We're currently studying regression in our basic statistics class. My professor gave each of us in the class a set of data and we were tasked with describing the relationship between the two variables within.

The two variables are Patient Satisfaction (KPasTot) and Evaluation of Nurse's Therapeutic Communication Skills (KTerTot).

To be honest, I'm still not entirely sure what I'm doing. I looked at the data and neither looks to be normal.
1581774456572.png

1581774435967.png
I then performed Pearson and Spearman's rho correlation tests (I think Spearman's is for non-parameteric data?) and both returned significant positive correlation between the two variables. So then I plotted the data and got this ugly mess.

1581774620343.png
Those points are all over the place but they look to GENERALLY be following that linear fit line? Would I just describe the relationship as significantly positive, report the correlation coefficient and significance, and include the equation for the fit line and its R^2? I feel like describing the relationship as "significantly positively correlated" is doesn't properly explain the relationship between the two but (based on the super simple analysis I've done) I don't see a clear relationship between the two.

I'm not looking for answers but how would you approach this question? And what would you do if faced with a scatterplot like the one above? I want to understand the thinking process behind the analysis and reporting more than to know the "correct" answer to this assignment.

Thanks in advance for anyone nice enough to help with suggestions or advice.
 

Karabiner

TS Contributor
#2
I then performed Pearson and Spearman's rho correlation tests (I think Spearman's is for non-parameteric data?)
There is no such thing like nonparametric data. There are non-parametric tests
(tests which do not assume certain distributional properties of the data or of
the prediction errors). Spearman is used for rank data (or for interval data transformed
into ranks). Personally, I would use both Spearman (a coefficient for the degree
of monotony of associations) and Pearson (degree of linear association) to describe
the relationship in the sample.

It is interesting to note that both variables show high frequencies for the most extreme
postive value, althiugh I do not know what to made out of this.
So then I plotted the data and got this ugly mess.
I do not think it is ugly. The R² indicates that there's a large correaltion between the
variables, which is more or less reflected by the scatterplot.

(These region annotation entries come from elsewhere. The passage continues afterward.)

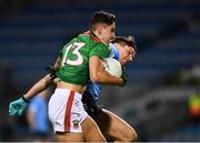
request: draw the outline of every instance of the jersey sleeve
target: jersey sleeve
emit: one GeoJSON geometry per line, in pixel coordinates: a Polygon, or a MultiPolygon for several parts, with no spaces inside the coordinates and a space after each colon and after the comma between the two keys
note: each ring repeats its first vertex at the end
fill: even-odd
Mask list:
{"type": "Polygon", "coordinates": [[[89,58],[97,55],[100,59],[108,58],[110,53],[110,50],[104,44],[99,44],[92,48],[92,50],[89,53],[89,58]]]}

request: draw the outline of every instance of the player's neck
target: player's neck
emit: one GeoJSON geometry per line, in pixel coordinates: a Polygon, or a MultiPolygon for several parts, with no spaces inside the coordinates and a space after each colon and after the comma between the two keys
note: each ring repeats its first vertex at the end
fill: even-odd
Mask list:
{"type": "Polygon", "coordinates": [[[98,34],[98,32],[91,30],[93,32],[93,34],[101,40],[102,43],[104,43],[107,47],[109,47],[109,43],[107,43],[106,41],[102,40],[102,38],[98,34]]]}

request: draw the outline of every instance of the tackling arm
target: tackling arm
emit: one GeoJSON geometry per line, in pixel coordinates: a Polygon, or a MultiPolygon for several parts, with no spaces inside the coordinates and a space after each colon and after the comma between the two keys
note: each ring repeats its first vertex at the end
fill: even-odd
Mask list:
{"type": "Polygon", "coordinates": [[[100,82],[103,84],[117,84],[123,85],[123,80],[108,73],[102,68],[101,59],[98,57],[91,57],[89,59],[90,79],[92,82],[100,82]]]}

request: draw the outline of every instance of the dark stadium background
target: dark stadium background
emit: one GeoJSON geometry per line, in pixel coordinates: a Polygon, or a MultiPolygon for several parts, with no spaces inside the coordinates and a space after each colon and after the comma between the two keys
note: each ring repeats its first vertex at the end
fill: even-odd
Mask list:
{"type": "Polygon", "coordinates": [[[128,121],[139,141],[200,141],[189,99],[200,94],[198,0],[0,0],[0,141],[27,141],[24,116],[8,115],[58,51],[88,30],[92,12],[117,16],[117,35],[134,35],[124,88],[107,86],[99,104],[128,121]]]}

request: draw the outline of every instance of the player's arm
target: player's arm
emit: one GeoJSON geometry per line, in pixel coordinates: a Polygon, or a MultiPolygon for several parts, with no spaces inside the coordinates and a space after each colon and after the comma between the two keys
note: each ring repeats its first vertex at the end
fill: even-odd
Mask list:
{"type": "MultiPolygon", "coordinates": [[[[53,68],[57,70],[59,68],[60,58],[57,59],[53,68]]],[[[39,94],[41,91],[46,90],[51,83],[53,83],[52,74],[49,73],[40,79],[26,94],[20,99],[12,101],[9,104],[10,115],[21,115],[24,113],[29,100],[39,94]]]]}
{"type": "Polygon", "coordinates": [[[59,67],[60,67],[60,58],[58,58],[57,61],[54,62],[53,69],[51,69],[52,73],[49,73],[44,75],[41,80],[39,80],[23,96],[27,100],[30,100],[34,95],[39,94],[41,91],[46,90],[50,84],[52,84],[56,75],[56,72],[53,73],[53,71],[57,71],[59,67]]]}
{"type": "Polygon", "coordinates": [[[27,122],[31,129],[36,129],[36,113],[32,112],[31,108],[28,108],[27,122]]]}
{"type": "Polygon", "coordinates": [[[92,82],[100,82],[103,84],[123,85],[123,79],[111,75],[102,68],[102,60],[97,57],[89,59],[90,80],[92,82]]]}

Would I just describe the relationship as significantly positive, report the correlation coefficient and significance, and include the equation for the fit line and its R^2?
Sounds ok.

Just my 2pence

Karabiner
 
#3
Thanks a lot for your input.

I obviously have a lot more learning to do on this topic and I really appreciate your help steering me in the right direction :)

I decided to graph how the average of the Communication Therapeutic Skills related to the Patient Satisfaction and got a graphic that shows a much clearer relationship between the two variables.

1581850086464.png

Is this a valid way of going about looking at the data? I understand the linear fit line no longer describes the raw results but rather the average value of the samples. How valuable is this graphic in describing the general relationship between the two variables?
 

Karabiner

TS Contributor
#4
Unfortunately, I have no idea what you actually did there. "the average of the Communication Therapeutic Skills related to the Patient Satisfaction" What average? There is only 1 average in the sample, but you display a graph.

With kind regards

Karabiner
 
Last edited:

Dason

Ambassador to the humans
#5
Looks like they averaged over any replicated values. You would still want to do the regression on the original data though.